Resetting transcription factor control circuitry toward ground-state pluripotency in Human. Photo Credit: Takashima et al., Cell (2014)



Embryonic stem (ES) cells, which originate in early development, are capable of differentiating into any type of cell. Until now, scientists have only been able to revert ‘adult’ human cells (for example, liver, lung or skin) into pluripotent stem cells with slightly different properties that predispose them to becoming cells of certain types. Authentic ES cells have only been derived from mice and rats.


“Reverting mouse cells to a completely ‘blank slate’ has become routine, but generating equivalent naïve human cell lines has proven far more challenging,” says Dr Paul Bertone, Research Group Leader at EMBL-EBI and a senior author on the study. “Human pluripotent cells resemble a cell type that appears slightly later in mammalian development, after the embryo has implanted in the uterus.”


At this point, subtle changes in gene expression begin to influence the cells, which are then considered ‘primed’ towards a particular lineage. Although pluripotent human cells can be cultured from in vitro fertilised (IVF) embryos, until now there have been no human cells comparable to those obtained from the mouse.


Wiping cell memory

“For years, it was thought that we could be missing the developmental window when naïve human cells could be captured, or that the right growth conditions hadn’t been found,” Paul explains. “But with the advent of iPS cell technologies, it should have been possible to drive specialised human cells back to an earlier state, regardless of their origin – if that state existed in primates.”
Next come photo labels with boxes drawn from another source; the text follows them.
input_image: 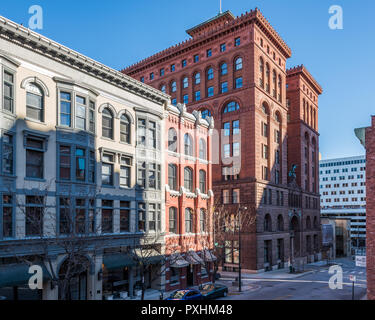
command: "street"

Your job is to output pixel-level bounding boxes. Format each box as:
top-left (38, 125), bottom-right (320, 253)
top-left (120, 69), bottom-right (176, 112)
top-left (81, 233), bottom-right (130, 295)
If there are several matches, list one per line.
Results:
top-left (220, 259), bottom-right (366, 300)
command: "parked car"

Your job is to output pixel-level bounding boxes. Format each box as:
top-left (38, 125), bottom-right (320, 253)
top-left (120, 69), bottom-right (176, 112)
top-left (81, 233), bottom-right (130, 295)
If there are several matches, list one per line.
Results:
top-left (199, 283), bottom-right (228, 300)
top-left (165, 289), bottom-right (203, 300)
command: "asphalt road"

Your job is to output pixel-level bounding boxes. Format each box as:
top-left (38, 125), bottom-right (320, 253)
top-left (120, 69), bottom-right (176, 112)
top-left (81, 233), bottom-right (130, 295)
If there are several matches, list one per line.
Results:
top-left (220, 259), bottom-right (366, 300)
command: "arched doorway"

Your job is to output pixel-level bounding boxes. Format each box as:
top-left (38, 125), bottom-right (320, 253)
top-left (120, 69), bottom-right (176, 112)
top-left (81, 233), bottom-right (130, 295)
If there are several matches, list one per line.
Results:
top-left (59, 255), bottom-right (90, 300)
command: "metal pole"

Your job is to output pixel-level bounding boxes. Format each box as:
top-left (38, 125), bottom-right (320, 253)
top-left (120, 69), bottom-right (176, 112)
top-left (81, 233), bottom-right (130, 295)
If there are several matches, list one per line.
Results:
top-left (238, 210), bottom-right (242, 292)
top-left (352, 281), bottom-right (354, 300)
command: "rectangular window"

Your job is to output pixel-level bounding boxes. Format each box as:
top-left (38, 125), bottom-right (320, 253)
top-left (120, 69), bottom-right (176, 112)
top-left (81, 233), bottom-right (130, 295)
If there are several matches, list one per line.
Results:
top-left (89, 101), bottom-right (95, 133)
top-left (120, 157), bottom-right (131, 188)
top-left (235, 77), bottom-right (242, 89)
top-left (232, 189), bottom-right (240, 203)
top-left (2, 133), bottom-right (14, 174)
top-left (102, 153), bottom-right (114, 186)
top-left (224, 122), bottom-right (230, 137)
top-left (102, 200), bottom-right (113, 233)
top-left (195, 91), bottom-right (201, 101)
top-left (76, 96), bottom-right (86, 130)
top-left (137, 162), bottom-right (146, 188)
top-left (89, 151), bottom-right (96, 183)
top-left (25, 196), bottom-right (44, 236)
top-left (76, 148), bottom-right (86, 181)
top-left (120, 201), bottom-right (130, 232)
top-left (60, 92), bottom-right (72, 127)
top-left (224, 144), bottom-right (230, 158)
top-left (60, 146), bottom-right (71, 180)
top-left (221, 81), bottom-right (228, 93)
top-left (137, 119), bottom-right (146, 146)
top-left (148, 121), bottom-right (156, 149)
top-left (26, 138), bottom-right (44, 179)
top-left (3, 71), bottom-right (14, 113)
top-left (3, 195), bottom-right (14, 238)
top-left (233, 142), bottom-right (241, 157)
top-left (138, 202), bottom-right (146, 232)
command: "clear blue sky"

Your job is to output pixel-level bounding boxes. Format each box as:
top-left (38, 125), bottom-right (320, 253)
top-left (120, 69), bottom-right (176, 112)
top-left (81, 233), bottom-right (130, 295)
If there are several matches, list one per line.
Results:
top-left (0, 0), bottom-right (375, 159)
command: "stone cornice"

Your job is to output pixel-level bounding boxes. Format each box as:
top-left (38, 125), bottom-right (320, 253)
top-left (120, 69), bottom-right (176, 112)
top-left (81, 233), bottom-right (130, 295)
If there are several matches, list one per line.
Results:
top-left (0, 16), bottom-right (170, 105)
top-left (122, 8), bottom-right (292, 75)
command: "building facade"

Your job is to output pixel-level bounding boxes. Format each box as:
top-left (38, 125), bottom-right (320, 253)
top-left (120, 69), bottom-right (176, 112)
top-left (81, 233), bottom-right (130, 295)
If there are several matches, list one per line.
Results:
top-left (122, 9), bottom-right (322, 271)
top-left (319, 156), bottom-right (366, 253)
top-left (165, 104), bottom-right (215, 291)
top-left (355, 116), bottom-right (375, 300)
top-left (0, 17), bottom-right (170, 300)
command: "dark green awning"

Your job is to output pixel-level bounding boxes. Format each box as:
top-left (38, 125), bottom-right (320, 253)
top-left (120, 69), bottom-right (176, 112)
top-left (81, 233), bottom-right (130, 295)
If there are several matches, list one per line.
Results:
top-left (0, 263), bottom-right (52, 288)
top-left (103, 253), bottom-right (136, 270)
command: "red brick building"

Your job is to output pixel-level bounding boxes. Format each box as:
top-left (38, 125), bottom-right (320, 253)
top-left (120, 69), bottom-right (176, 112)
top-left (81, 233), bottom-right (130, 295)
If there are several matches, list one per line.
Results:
top-left (165, 104), bottom-right (214, 291)
top-left (356, 116), bottom-right (375, 300)
top-left (123, 9), bottom-right (322, 271)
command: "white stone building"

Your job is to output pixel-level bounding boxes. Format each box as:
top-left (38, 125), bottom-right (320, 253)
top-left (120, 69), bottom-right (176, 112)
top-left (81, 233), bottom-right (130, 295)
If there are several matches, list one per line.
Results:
top-left (0, 17), bottom-right (170, 300)
top-left (319, 156), bottom-right (366, 249)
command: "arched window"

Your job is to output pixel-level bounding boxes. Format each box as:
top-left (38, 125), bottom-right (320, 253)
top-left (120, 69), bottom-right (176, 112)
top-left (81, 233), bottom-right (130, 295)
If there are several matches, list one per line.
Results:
top-left (185, 208), bottom-right (193, 233)
top-left (171, 81), bottom-right (177, 92)
top-left (264, 213), bottom-right (272, 232)
top-left (199, 170), bottom-right (207, 194)
top-left (199, 139), bottom-right (207, 160)
top-left (169, 207), bottom-right (177, 233)
top-left (234, 57), bottom-right (242, 71)
top-left (220, 62), bottom-right (228, 76)
top-left (194, 72), bottom-right (201, 84)
top-left (168, 164), bottom-right (177, 190)
top-left (277, 214), bottom-right (284, 231)
top-left (266, 63), bottom-right (270, 93)
top-left (306, 216), bottom-right (311, 230)
top-left (168, 128), bottom-right (177, 152)
top-left (26, 83), bottom-right (44, 122)
top-left (182, 77), bottom-right (189, 89)
top-left (272, 70), bottom-right (276, 98)
top-left (184, 168), bottom-right (193, 192)
top-left (201, 109), bottom-right (211, 119)
top-left (102, 108), bottom-right (113, 139)
top-left (314, 217), bottom-right (319, 229)
top-left (199, 209), bottom-right (206, 232)
top-left (207, 68), bottom-right (214, 80)
top-left (120, 114), bottom-right (130, 143)
top-left (259, 58), bottom-right (264, 88)
top-left (184, 133), bottom-right (193, 156)
top-left (223, 101), bottom-right (240, 113)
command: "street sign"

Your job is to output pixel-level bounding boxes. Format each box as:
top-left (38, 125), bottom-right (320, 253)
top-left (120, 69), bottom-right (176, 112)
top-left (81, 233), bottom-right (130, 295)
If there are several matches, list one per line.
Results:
top-left (355, 256), bottom-right (366, 268)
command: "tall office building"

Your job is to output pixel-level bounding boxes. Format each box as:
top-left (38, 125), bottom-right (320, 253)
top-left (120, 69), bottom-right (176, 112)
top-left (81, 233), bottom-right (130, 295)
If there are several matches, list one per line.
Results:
top-left (319, 156), bottom-right (366, 249)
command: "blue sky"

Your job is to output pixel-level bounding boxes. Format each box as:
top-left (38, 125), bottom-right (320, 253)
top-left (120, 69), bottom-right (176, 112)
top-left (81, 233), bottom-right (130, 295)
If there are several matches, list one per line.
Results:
top-left (0, 0), bottom-right (375, 159)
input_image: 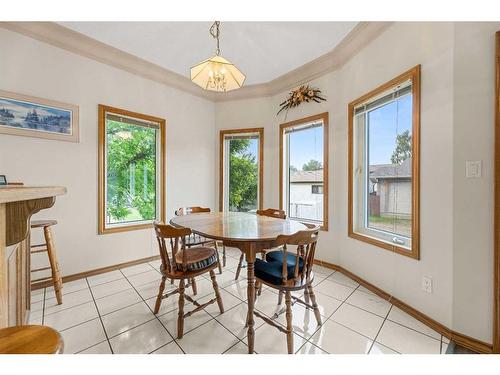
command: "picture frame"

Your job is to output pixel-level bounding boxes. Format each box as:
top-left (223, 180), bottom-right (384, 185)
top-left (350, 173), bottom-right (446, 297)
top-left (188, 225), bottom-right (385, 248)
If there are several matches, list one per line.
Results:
top-left (0, 90), bottom-right (80, 143)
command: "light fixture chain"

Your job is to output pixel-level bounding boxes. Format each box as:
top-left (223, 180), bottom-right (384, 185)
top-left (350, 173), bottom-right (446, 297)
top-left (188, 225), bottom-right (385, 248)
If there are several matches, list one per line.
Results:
top-left (210, 21), bottom-right (220, 56)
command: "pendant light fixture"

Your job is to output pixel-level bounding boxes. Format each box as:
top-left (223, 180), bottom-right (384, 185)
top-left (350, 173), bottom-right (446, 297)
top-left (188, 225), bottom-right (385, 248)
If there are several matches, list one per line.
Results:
top-left (191, 21), bottom-right (245, 92)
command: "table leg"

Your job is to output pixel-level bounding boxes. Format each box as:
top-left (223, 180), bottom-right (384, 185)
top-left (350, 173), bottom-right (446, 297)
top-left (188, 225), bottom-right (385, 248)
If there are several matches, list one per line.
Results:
top-left (246, 246), bottom-right (255, 354)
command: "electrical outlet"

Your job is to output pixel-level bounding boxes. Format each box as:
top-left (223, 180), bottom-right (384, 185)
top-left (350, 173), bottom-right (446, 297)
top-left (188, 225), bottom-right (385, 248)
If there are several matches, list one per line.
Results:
top-left (422, 276), bottom-right (432, 293)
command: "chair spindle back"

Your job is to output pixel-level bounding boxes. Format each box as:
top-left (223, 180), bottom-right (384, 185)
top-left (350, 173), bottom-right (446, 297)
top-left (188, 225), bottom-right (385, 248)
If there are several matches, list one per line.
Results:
top-left (275, 224), bottom-right (320, 285)
top-left (154, 222), bottom-right (191, 273)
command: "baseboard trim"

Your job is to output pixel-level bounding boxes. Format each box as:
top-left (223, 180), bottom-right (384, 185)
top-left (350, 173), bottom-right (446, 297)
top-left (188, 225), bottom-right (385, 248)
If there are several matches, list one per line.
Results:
top-left (31, 255), bottom-right (160, 290)
top-left (314, 259), bottom-right (493, 354)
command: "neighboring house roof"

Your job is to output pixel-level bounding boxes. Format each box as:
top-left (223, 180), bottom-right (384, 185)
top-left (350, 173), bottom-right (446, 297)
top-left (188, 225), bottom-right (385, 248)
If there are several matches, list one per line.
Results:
top-left (370, 158), bottom-right (412, 180)
top-left (290, 169), bottom-right (323, 183)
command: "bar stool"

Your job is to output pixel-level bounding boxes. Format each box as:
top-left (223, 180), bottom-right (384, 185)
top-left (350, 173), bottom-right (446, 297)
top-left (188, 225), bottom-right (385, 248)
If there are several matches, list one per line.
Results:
top-left (0, 325), bottom-right (64, 354)
top-left (31, 220), bottom-right (62, 305)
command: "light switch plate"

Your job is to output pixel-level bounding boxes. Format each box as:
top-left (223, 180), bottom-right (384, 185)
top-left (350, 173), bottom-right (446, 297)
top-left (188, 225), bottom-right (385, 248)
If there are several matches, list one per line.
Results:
top-left (465, 160), bottom-right (482, 178)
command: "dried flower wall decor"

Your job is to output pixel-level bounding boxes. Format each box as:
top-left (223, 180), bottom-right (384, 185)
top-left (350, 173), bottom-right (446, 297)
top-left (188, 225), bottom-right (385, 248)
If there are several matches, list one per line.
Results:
top-left (276, 85), bottom-right (326, 115)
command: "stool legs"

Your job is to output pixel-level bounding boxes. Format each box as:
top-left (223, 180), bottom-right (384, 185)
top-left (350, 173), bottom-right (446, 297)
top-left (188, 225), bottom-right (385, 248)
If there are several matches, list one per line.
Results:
top-left (234, 253), bottom-right (245, 280)
top-left (285, 290), bottom-right (293, 354)
top-left (43, 226), bottom-right (62, 305)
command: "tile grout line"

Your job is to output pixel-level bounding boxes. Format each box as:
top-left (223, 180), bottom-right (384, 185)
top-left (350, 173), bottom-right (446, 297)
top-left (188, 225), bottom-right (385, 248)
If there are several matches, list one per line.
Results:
top-left (295, 284), bottom-right (366, 354)
top-left (85, 278), bottom-right (114, 354)
top-left (74, 340), bottom-right (109, 354)
top-left (119, 269), bottom-right (182, 354)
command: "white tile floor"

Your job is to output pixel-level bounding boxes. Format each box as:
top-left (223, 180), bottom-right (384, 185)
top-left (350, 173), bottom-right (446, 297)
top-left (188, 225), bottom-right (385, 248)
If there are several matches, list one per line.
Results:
top-left (30, 249), bottom-right (449, 354)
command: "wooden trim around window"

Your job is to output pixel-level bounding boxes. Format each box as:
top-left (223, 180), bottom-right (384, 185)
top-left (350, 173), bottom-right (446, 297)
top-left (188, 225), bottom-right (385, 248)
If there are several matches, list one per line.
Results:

Taking a new approach, the scientists used reprogramming methods to express two different genes, NANOG and KLF2, which reset the cells. They then maintained the cells indefinitely by inhibiting specific biological pathways. The resulting cells are capable of differentiating into any adult cell type, and are genetically normal.


The experimental work was conducted hand-in-hand with computational analysis.


“We needed to understand where these cells lie in the spectrum of the human and mouse pluripotent cells that have already been produced,” explains Paul. “We worked with the EMBL Genomics Core Facility to produce comprehensive transcriptional data for all the conditions we explored. We could then compare reset human cells to genuine mouse ES cells, and indeed we found they shared many similarities.”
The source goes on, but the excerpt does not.